Movie review: 'The Secret Life of Walter Mitty'

Ben Stiller’s remake of the Danny Kaye classic is one of the strangest movies I’ve seen lately.  A little under halfway through its running time, it simply stops being “The Secret Life of Walter Mitty” and becomes an entirely different story – a paint-by-numbers rom-com about an awkward guy getting a bit of adventure into his system, growing a backbone, telling off his jerk boss, and getting the girl.  

The central conceit of the story absolutely vanishes at the halfway point, never to reappear.  What makes this story special has always been the way it takes you into the head of a world-class daydreamer.  His imagination kicks in, an ordinary scene turns into a nutty fantasy for a while, and then suddenly we’re back to the real world and someone is trying to snap Walter out of his reverie.  In the remake, the best of these dream scenes is an argument between Walter and the incredibly arrogant downsizing manager who has been sent to dismantle Life magazine, an exchange of unpleasant comments the meek, withdrawn Mitty imagines turning into a crazy action-movie battle that blasts through the wall of their office building and spills out into the streets.  We’ve all had a daydream like that, haven’t we?

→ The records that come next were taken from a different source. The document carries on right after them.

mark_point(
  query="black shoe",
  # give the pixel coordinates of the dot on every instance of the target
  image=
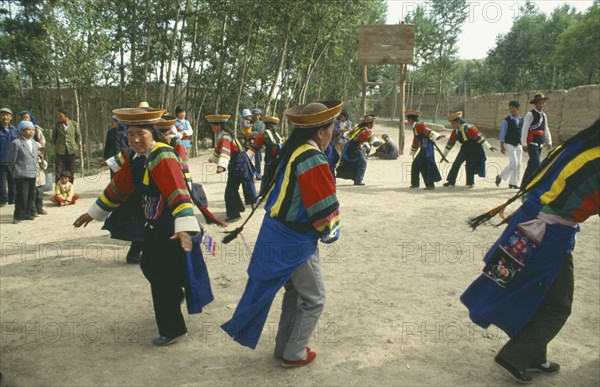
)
(546, 368)
(162, 341)
(510, 371)
(134, 255)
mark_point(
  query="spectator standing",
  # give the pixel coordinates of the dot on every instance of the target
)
(67, 141)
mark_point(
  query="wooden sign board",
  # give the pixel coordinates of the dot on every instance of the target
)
(386, 44)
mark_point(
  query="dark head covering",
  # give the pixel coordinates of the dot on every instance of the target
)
(31, 117)
(64, 111)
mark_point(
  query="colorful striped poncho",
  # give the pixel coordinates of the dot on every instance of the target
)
(465, 133)
(301, 208)
(161, 183)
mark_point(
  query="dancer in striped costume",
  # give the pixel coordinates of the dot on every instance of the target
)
(471, 150)
(526, 287)
(301, 209)
(153, 169)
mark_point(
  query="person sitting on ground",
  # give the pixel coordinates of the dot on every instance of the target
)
(387, 150)
(64, 192)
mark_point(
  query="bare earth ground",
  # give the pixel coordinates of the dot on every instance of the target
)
(73, 313)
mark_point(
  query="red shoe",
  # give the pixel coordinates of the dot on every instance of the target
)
(310, 356)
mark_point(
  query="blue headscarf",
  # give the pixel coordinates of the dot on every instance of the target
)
(24, 125)
(31, 117)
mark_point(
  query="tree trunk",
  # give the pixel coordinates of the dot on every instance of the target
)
(171, 54)
(242, 80)
(180, 58)
(224, 46)
(279, 66)
(147, 55)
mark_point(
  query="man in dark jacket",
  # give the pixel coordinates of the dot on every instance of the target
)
(66, 137)
(8, 134)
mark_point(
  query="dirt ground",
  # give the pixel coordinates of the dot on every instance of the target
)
(74, 314)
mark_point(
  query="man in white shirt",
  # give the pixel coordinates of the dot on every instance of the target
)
(535, 133)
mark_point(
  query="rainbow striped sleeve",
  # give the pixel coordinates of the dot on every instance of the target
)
(164, 166)
(474, 134)
(451, 141)
(222, 153)
(117, 191)
(317, 189)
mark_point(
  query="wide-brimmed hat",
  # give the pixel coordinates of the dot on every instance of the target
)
(217, 118)
(454, 116)
(313, 114)
(166, 122)
(25, 125)
(412, 112)
(271, 119)
(539, 97)
(368, 118)
(139, 116)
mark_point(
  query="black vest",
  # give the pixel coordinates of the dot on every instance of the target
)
(513, 132)
(536, 125)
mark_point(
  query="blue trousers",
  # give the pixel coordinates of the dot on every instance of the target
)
(7, 186)
(533, 164)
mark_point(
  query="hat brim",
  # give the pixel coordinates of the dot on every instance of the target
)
(138, 116)
(539, 99)
(217, 118)
(166, 122)
(301, 120)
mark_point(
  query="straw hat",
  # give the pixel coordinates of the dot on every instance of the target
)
(271, 119)
(368, 118)
(538, 97)
(217, 118)
(314, 114)
(412, 112)
(454, 116)
(166, 122)
(139, 116)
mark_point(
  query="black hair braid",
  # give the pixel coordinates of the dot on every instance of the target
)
(298, 137)
(591, 136)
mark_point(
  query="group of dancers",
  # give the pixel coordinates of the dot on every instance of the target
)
(301, 208)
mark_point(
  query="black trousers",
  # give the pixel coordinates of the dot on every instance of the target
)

But even this optimum scene isn’t quite wild enough, or full of the action-movie cliches a man of the 21st century might be expected to have in his daydream flashes.  Walter isn’t a very imaginative dreamer – his fantasies tend to be obvious and pedestrian, which makes him less appealing as a main character.  Nothing comparable to the wild hijinks of the Danny Kaye original can be found here.  Even the girl Walter pines after, played by Kristen Wiig, is sweet, approachable, and attainable.  There’s none of the pathos that would have come from our hero going after a goddess way out of his league.  In fact, it’s blindingly clear to the audience from Minute One that she likes him a lot.  There’s a bit of Information Age humor in the idea that he’s fooling around on eHarmony, trying (and failing!) to send her online “winks” instead of just talking to her.

But pretty soon he does, and the daydreams featured so prominently in the film’s advertising simply vanish.  Before you know it, Walter and his dream girl are hanging out, taking her son to the skateboard park, and forging a real connection.  This process is well under way before he goes on the most absurdly contrived real-life adventure, crossing the globe to track down an elusive, eccentric photographer (Sean Penn, quite well used in a small but pivotal role) whose life of nonstop jet-setting discovery is the exact opposite of Walter’s dull cubicle stasis.  

There’s some beautiful photography, a bit of amusement with a drunken helicopter pilot, a lot of really blatant product placement, a bit of nostalgia for the dying era of print journalism (and photographers who use film, don’t have cell phones, and communicate by telegraph) but not enough edge to make the movie qualify as either uproarious comedy or biting social commentary.  It doesn’t seem to know what it wants to say about any of the topics it covers, including Walter’s daydreams; his wandering mind is straightforwardly presented as a bad habit he needs to grow out of – stop dreaming, start living – and that’s about it.  It’s a pleasant enough diversion, and Ben Stiller was a perfect choice for the role, but it’s almost disturbing how quickly Walter Mitty stops being Walter Mitty.